If I put my recollection of the talk that planned parenthood gave to my health class in high school, together with my current knowledge of statistics, I would reccomend having apparently-protected sex. PP's statistics for the probability of conception among couples practicing the "withdrawal method" (coital interrupt) exceeded the conception rate among couples trying to get pregnant. By a fairly large margin, if I remember correctly. Something like 80% vs. 99% conception rate.

I would question their source then because the failure rate cited in the ob/gyn literature is 19%.
 
I seem to recall that for women to keep a regular cycle, they need a certain amount of body fat (and Barbie doesn't have that)... maybe that explains the 10 pounds?
 
I hate the "relax" mantra. My sis-in-law had all kinds of fertility problems, in part due to the fact that she's a DES daughter. So after years of fertility treatments they gave up and adopted. Two years later, she got pregnant and everybody said "oh, it's because you finally relaxed." Or...maybe the fact that she lost 50 pounds. Given that one fertility doctor actually told her that the treatments would be more effective if she lost weight, I'm gonna go with the second one.

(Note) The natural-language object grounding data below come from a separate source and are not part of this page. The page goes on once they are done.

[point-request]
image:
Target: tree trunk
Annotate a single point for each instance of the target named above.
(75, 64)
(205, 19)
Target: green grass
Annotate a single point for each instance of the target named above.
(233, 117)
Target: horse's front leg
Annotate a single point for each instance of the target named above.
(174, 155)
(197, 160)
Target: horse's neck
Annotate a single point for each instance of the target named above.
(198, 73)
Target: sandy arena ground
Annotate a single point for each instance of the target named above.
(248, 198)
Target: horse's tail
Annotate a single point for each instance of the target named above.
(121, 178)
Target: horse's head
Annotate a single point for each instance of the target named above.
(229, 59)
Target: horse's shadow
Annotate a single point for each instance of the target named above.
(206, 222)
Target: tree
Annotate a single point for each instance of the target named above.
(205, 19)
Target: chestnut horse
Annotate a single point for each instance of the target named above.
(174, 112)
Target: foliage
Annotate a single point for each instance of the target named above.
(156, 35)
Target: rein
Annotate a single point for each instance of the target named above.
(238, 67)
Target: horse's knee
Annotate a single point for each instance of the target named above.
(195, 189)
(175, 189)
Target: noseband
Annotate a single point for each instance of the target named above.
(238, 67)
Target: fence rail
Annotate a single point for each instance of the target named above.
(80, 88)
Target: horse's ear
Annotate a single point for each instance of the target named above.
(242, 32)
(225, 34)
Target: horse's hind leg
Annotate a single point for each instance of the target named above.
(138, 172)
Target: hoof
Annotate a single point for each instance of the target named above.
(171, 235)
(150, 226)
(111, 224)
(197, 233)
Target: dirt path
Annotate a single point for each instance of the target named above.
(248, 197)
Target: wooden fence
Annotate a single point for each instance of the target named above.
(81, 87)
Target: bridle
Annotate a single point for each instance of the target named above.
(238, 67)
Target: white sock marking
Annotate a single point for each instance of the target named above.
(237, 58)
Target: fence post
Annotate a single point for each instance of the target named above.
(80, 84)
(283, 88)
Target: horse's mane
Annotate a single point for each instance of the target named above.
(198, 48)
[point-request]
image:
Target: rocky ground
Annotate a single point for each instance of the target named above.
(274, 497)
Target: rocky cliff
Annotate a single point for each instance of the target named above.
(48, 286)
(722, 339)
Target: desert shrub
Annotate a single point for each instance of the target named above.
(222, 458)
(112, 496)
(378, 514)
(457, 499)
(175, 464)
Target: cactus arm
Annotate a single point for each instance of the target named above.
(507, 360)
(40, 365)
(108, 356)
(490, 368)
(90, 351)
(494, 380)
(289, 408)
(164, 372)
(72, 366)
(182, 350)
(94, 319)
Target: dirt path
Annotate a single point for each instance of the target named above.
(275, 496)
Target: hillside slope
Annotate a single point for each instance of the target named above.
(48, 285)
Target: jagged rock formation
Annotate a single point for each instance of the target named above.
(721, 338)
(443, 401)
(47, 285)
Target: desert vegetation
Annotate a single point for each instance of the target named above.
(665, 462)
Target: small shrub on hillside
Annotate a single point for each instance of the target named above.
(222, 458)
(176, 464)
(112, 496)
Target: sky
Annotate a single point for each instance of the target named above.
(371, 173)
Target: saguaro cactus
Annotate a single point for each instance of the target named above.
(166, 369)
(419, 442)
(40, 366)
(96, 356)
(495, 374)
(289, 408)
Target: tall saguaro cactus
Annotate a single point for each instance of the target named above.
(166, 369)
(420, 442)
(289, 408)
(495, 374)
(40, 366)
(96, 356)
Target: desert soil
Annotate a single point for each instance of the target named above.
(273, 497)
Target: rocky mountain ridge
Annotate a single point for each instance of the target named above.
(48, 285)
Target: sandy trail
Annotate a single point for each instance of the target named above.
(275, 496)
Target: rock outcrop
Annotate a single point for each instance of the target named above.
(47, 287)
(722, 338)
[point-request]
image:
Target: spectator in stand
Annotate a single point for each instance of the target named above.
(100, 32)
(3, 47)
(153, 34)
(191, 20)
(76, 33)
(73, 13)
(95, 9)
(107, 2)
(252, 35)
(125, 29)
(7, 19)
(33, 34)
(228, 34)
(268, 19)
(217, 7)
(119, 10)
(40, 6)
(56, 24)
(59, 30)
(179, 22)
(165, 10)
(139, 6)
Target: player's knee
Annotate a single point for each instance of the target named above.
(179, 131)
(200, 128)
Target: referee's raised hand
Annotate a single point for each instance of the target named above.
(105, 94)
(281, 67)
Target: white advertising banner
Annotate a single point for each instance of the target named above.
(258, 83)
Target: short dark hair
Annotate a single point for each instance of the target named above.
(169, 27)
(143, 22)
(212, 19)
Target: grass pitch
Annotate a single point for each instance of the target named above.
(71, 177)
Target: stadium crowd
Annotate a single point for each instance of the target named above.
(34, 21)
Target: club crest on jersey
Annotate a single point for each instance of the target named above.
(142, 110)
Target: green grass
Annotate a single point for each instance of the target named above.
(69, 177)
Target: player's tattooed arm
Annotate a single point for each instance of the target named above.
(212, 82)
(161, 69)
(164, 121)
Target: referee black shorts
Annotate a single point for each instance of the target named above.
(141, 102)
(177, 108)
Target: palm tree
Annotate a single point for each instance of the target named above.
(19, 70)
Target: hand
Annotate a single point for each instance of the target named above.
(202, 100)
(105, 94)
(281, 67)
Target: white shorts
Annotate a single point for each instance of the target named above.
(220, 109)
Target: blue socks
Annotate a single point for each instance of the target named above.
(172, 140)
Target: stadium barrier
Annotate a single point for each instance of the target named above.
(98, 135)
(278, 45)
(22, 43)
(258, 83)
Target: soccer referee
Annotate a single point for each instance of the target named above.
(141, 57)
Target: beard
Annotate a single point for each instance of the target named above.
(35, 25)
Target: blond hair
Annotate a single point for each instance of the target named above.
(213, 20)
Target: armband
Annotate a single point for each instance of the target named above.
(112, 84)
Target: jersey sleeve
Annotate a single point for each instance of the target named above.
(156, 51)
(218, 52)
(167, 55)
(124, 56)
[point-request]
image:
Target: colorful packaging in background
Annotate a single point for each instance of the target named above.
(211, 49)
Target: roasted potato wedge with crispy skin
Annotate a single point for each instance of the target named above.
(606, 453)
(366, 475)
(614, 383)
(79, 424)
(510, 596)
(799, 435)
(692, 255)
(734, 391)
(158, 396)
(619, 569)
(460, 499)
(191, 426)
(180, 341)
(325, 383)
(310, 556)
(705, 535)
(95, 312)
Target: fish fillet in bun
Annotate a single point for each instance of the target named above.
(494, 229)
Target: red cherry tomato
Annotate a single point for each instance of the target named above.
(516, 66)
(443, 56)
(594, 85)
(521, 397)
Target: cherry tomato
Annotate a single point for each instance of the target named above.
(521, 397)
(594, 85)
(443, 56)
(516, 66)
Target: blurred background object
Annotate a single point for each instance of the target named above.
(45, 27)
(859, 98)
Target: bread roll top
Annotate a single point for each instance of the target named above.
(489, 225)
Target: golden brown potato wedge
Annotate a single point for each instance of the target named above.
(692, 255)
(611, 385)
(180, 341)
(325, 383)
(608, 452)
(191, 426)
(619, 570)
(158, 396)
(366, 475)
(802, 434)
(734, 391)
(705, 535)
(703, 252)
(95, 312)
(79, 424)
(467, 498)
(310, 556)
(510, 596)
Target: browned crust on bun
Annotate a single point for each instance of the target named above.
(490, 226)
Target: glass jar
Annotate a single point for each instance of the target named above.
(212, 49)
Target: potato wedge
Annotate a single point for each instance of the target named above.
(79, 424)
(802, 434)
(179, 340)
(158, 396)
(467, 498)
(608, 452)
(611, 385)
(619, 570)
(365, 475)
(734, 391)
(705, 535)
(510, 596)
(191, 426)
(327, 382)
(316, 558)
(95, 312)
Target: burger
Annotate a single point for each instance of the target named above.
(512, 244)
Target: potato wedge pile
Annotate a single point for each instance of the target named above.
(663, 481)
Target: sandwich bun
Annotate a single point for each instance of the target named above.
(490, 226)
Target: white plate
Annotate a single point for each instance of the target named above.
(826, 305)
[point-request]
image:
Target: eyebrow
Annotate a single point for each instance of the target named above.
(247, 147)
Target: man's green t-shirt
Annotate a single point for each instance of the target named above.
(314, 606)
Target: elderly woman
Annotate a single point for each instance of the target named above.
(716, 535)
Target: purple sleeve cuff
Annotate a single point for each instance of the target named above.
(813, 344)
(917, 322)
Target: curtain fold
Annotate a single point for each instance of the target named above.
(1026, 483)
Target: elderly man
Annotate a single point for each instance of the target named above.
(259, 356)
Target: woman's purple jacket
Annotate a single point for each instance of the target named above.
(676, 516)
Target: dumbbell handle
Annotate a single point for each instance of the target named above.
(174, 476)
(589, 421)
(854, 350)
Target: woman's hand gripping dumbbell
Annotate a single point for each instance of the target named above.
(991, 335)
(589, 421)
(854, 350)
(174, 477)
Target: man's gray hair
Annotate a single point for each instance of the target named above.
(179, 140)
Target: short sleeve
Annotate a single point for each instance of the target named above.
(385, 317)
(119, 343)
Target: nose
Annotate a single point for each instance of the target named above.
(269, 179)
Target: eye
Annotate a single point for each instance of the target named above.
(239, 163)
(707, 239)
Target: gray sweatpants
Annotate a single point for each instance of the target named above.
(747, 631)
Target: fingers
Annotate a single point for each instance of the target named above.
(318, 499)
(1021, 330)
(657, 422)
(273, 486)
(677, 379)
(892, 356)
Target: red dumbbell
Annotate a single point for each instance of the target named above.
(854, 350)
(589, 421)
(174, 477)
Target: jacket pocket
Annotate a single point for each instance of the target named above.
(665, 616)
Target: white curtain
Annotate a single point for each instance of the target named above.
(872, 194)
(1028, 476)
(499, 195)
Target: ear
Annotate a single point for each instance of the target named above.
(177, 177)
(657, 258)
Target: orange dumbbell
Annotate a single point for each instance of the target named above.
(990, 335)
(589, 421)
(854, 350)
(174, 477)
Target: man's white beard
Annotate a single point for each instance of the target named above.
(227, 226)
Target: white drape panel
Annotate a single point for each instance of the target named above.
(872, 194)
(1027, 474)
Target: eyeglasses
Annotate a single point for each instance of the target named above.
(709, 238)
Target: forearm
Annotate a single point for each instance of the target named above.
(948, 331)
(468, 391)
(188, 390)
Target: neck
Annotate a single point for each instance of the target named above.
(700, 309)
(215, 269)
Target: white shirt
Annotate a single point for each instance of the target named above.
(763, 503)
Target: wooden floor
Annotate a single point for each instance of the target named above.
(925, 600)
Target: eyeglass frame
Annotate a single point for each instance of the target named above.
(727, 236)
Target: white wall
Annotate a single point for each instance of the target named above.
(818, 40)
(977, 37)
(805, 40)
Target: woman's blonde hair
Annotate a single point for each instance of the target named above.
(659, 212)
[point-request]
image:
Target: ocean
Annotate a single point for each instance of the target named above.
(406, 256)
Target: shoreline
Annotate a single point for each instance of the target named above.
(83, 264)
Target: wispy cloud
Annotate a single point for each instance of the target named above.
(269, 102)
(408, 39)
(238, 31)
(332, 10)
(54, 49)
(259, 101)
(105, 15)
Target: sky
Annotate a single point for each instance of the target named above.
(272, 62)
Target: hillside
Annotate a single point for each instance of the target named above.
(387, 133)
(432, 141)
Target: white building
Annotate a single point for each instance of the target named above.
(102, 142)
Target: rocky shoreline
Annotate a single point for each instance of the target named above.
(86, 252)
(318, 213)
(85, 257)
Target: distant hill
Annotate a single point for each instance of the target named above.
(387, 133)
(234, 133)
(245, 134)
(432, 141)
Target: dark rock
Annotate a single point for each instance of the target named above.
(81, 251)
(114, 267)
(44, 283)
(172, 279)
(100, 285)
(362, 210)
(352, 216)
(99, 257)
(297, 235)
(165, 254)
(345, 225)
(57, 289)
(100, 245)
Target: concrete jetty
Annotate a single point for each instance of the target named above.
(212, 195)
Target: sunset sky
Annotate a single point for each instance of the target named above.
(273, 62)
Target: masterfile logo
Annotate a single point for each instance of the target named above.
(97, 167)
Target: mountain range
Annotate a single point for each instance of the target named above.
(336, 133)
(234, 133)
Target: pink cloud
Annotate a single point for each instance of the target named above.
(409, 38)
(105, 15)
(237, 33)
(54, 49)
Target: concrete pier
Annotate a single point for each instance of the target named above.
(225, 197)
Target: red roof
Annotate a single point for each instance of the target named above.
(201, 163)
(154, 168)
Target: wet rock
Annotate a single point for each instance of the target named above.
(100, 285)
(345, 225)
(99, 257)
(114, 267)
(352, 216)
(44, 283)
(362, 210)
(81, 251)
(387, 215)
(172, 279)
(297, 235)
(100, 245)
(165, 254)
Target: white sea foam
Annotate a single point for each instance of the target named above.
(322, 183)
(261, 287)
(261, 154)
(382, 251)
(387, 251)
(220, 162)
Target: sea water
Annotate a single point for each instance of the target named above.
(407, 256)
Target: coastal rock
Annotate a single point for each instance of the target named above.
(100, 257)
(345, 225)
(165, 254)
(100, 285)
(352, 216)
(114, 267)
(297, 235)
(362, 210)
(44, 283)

I, too, hate it when people say "relax"--or "chill"...I'm not just talking about doctors...I'm talking about all people who "command" people to "relax". It implies that that you are over reacting to something and it is something one shouldn't say if they actually want someone to calm down. If you truly want someone to be less anxious...ask "what can I do to help?"

When did commanding someone to relax ever make anyone relax? And since it never works why do people continue with this patronizing advice giving.